Some clearer information regarding missing POPs, both short and long ones is listed below

INTRAUTERINE DEVICES

The mirena is a device that is placed directly into the uterus. It can be used for 5 years, or longer if you’re over 40 and have had a discussion with your doctor. A huge benefit is that 85% of women have NO bleeding after 12 months. When taken out, your fertility will return to baseline within 24 hours so it’s great when you’re looking for a quickly reversible option. This a great option for women who have heavy or very painful periods.

A copper IUD is a non hormonal option, which a lot of people like the idea, but does increase the heaviness of periods, so not for everyone. It is placed inside the uterus, like the mirena and can stay in for 5-10 years, depending on the type.

SUBCUTANEOUS LONG ACTING REVERSIBE CONTRACEPTION

The implanon is a progesterone rod that needs to be inserted under the skin in upper arm. It lasts for up to 3 years. When taken out, your fertility goes back to baseline with 24 hours.
20% of people have no bleeding on this, 20% have irregular periods / periods and 60% have intermittent spotting.

BARRIER METHODS

Condoms are the best know barrier contraception there is. They do, however, high failure rate, with effectiveness only around 90%, which most people do not realise. There are many factors which can contribute to this, such as damage or breakage, or not being applied correctly. A huge benefit is that they can help prevent the spread of sexually transmitted infections (STIs), however, they are not perfect at this either. Condoms can certainly be used as a second line of contraception to reduce the spread of STIs.

The diaphragm is a device women place internally.
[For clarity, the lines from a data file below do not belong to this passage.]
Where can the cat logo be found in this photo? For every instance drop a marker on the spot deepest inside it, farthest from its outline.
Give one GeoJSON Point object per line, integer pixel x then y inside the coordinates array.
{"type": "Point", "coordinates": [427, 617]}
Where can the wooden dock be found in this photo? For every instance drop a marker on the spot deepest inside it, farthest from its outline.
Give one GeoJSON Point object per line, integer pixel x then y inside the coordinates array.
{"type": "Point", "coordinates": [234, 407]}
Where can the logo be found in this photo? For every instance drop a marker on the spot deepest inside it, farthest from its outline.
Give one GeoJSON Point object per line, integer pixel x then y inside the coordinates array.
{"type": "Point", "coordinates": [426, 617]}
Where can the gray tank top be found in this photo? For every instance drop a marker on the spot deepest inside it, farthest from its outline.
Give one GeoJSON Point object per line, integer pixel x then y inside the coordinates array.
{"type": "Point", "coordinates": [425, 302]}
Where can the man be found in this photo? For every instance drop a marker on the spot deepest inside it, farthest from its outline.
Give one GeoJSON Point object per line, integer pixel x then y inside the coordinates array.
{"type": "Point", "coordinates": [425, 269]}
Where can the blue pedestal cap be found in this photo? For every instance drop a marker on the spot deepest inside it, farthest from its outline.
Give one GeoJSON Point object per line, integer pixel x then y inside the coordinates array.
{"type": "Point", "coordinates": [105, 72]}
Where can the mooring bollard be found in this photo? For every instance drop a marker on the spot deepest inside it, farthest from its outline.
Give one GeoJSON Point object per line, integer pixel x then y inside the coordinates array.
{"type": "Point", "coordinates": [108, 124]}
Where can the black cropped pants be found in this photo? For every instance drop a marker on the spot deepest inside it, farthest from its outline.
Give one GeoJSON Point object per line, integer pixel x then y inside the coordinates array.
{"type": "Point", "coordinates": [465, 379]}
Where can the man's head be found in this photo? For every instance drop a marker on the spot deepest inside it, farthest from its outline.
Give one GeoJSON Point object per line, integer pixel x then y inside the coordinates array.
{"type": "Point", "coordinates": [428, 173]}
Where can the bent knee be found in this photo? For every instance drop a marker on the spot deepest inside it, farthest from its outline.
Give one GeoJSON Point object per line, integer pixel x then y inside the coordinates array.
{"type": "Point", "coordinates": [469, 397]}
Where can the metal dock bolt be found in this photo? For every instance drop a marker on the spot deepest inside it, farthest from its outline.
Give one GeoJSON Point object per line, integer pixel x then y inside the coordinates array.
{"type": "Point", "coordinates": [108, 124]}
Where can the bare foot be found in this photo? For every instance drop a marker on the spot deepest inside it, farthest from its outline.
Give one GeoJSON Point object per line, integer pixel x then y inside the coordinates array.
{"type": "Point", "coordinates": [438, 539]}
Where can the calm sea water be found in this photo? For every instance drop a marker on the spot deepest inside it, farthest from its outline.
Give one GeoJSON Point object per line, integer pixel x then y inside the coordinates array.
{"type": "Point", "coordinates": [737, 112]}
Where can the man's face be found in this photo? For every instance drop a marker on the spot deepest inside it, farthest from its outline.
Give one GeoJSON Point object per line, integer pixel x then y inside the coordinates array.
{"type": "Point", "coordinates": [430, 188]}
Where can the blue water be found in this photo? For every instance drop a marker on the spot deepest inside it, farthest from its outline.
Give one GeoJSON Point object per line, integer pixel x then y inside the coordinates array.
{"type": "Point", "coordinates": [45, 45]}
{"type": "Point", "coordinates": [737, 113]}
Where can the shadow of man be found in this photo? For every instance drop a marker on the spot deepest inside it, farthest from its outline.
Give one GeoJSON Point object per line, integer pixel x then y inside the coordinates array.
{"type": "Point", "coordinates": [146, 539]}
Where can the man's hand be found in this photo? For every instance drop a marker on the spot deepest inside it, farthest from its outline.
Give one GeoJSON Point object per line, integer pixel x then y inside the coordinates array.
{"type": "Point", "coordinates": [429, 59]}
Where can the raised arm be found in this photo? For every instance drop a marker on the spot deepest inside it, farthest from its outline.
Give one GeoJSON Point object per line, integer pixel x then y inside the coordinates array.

It has the highest failure rate of all forms of contraception I’ve discussed on this page, being 86% with perfect use, and 82% in real world use. That’s too high for me to really recommend it, but just be aware it’s an option, and the reason I do not usually recommend is the high failure rate.

INJECTABLE

The contraceptive injection is available, and needs to be given every 12 weeks. There are a few reasons why it can’t be given, but the main reason I don’t like to give it, is that a very common side effect on it is weight gain, which a lot of women find very distressing (which is understandable). If you’re getting a less that desirable side effect, there’s nothing you can do until it’s worn off after 12 weeks. It’s very variable between women when periods will start after coming off this as well, meaning, it’s not the best option if you want to get pregnant right after. Not one that I recommend routinely.

SURGICAL OPTIONS


A very safe and easy day procedure not needing any general anaesthetic.
Some of the issues I’ve had raised with me by patients include men not thinking they will ejaculate (incorrect, you do, just without sperm) and that women will think that they’re less manly or attractive as they are no longer able to have children.
When reassured that they will not be seen as less attractive, in fact, quite the opposite, the conversation around the vasectomy often changes.


This one is not my favourite forms of contraception, unless done when the abdomen is already open (eg during a Caesarean section) because any extra surgery in the abdomen can lead to complications, later down the track, as well it not being as effective as a vasectomy. This option also requires a general aaesthetic, whereas the vasectomy does not.

EMERGENCY CONTRACEPTION

The morning after pill is available over the counter at pharmacies. This stops ovulation if it has NOT happened yet. It is more effective the sooner it is taken after sex, however, I have see the morning after pill fail when sex happened the same night as ovulation, even though taken very shortly after. You can get irregular bleeding after this.

This can be inserted within 5 days of unprotected sex. It will disrupt sperm movement and will stop fertilisation or implantation, but is NOT effective after the egg has implanted.

IN CONCLUSION…

As you can see, there are SO many options out there, and a dew others I haven’t mentioned on this page.

Even within the groups, there are often numerous options available, such as the pill. The most important thing for me, is that my patients have all the relevant information that they need, to make the best choice for themselves, and their reproductive health. That’s it! And what a joy it is to help people find their freedom.